European Union sets New Records for Wind and Solar Energy Production
Since the start of the war early this year, a new report discovers that approximately a quarter of the European Union’s electricity has originated from wind and solar. A record-setting number and the development in wind and solar has saved the EU €11 billion in avoided gas costs after Russia’s invasion of Ukraine made acquiring Russian gas politically untenable.
Within the bloc of 27 countries, 19 surpassed their solar and wind energy production records, according to the new report published by energy think tank Ember and climate think tank E3G.
Poland, which has historically depended significantly on coal, saw the largest bump with a 48.5 % rise in solar and wind generation.
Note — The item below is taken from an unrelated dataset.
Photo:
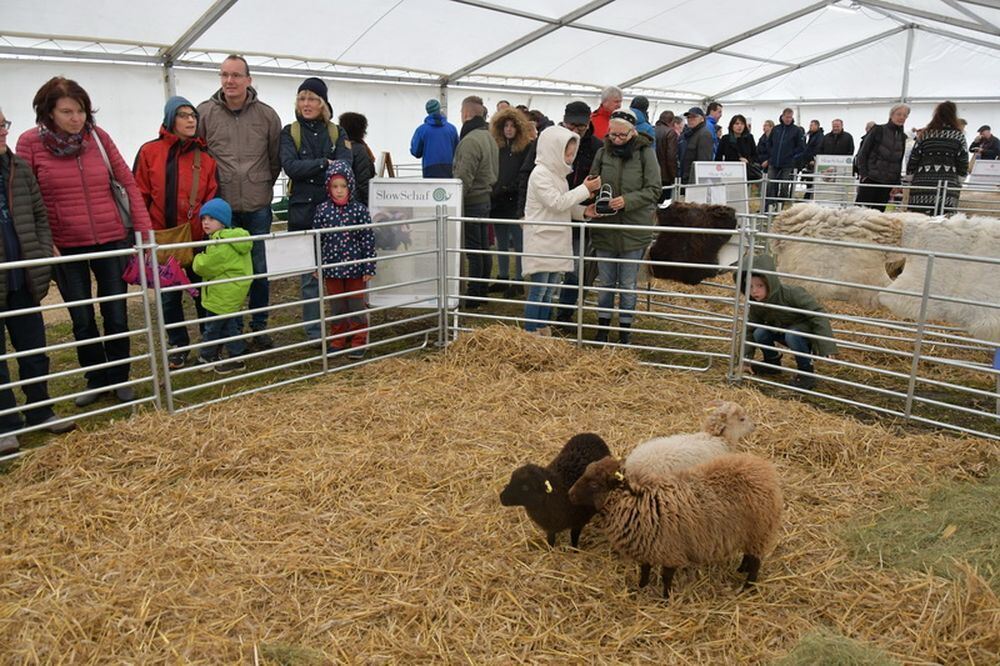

Spain led the group with the greatest improvement regarding absolute energy generation from solar and wind. It added 7.4 TWh, a 35 % rise in solar and wind energy generation. All that additional power served as a substitute for a drought-driven decrease of 21 % in hydroelectricity generation throughout the European Union.
Still, a long way to go
Europe is still in the middle of a years-long electricity crisis since climbing gas requirements collided with a pinch in supply in 2021, as economic activity intensified following pandemic-driven shutdowns. This year, Putin’s invasion of Ukraine made the EU’s dependence on Russian gas all the more painfully evident. Before this year’s conflict, around 45 % of the bloc’s imported gas supply originated from Russia.
The bloc had already been thinking of strategies to transition to cleaner sources of power to restrict the effects of climate change, which Russia’s invasion of Ukraine accelerated. The European Commission suggested a strategy this year to cease using fossil fuels from Russia “well before 2030” and improve the share of renewables in its total energy mix to 45 % by the same period.
There’s still a long way to achieve any of those objectives. While wind and solar produced roughly a quarter of the EU’s energy mix around March and September, gas still remained to supply approximately a fifth of the bloc’s electricity. The energy crisis has also forced some nations to reconsider their programs for nuclear energy. Germany, which was expected to shut down its last nuclear power plants by the end of the year, now says it will maintain the plants operational through mid-April of 2023.
War isn’t the only reason for Europe’s new reliance on renewables. Nations are also preparing for a United Nations climate conference in November to follow up on promises made in the 2015 Paris Agreement.
At the moment, the world is only on course to lower planet-heating CO2 emissions by 7 % from 2019 levels by 2030, according to a report released yesterday by the NGO World Resources Institute. The world needs to recede its emissions by 7.6 % every year this decade to achieve the goals of the Paris Agreement. That’s significantly more solar and wind energy to deploy in Europe and around the world.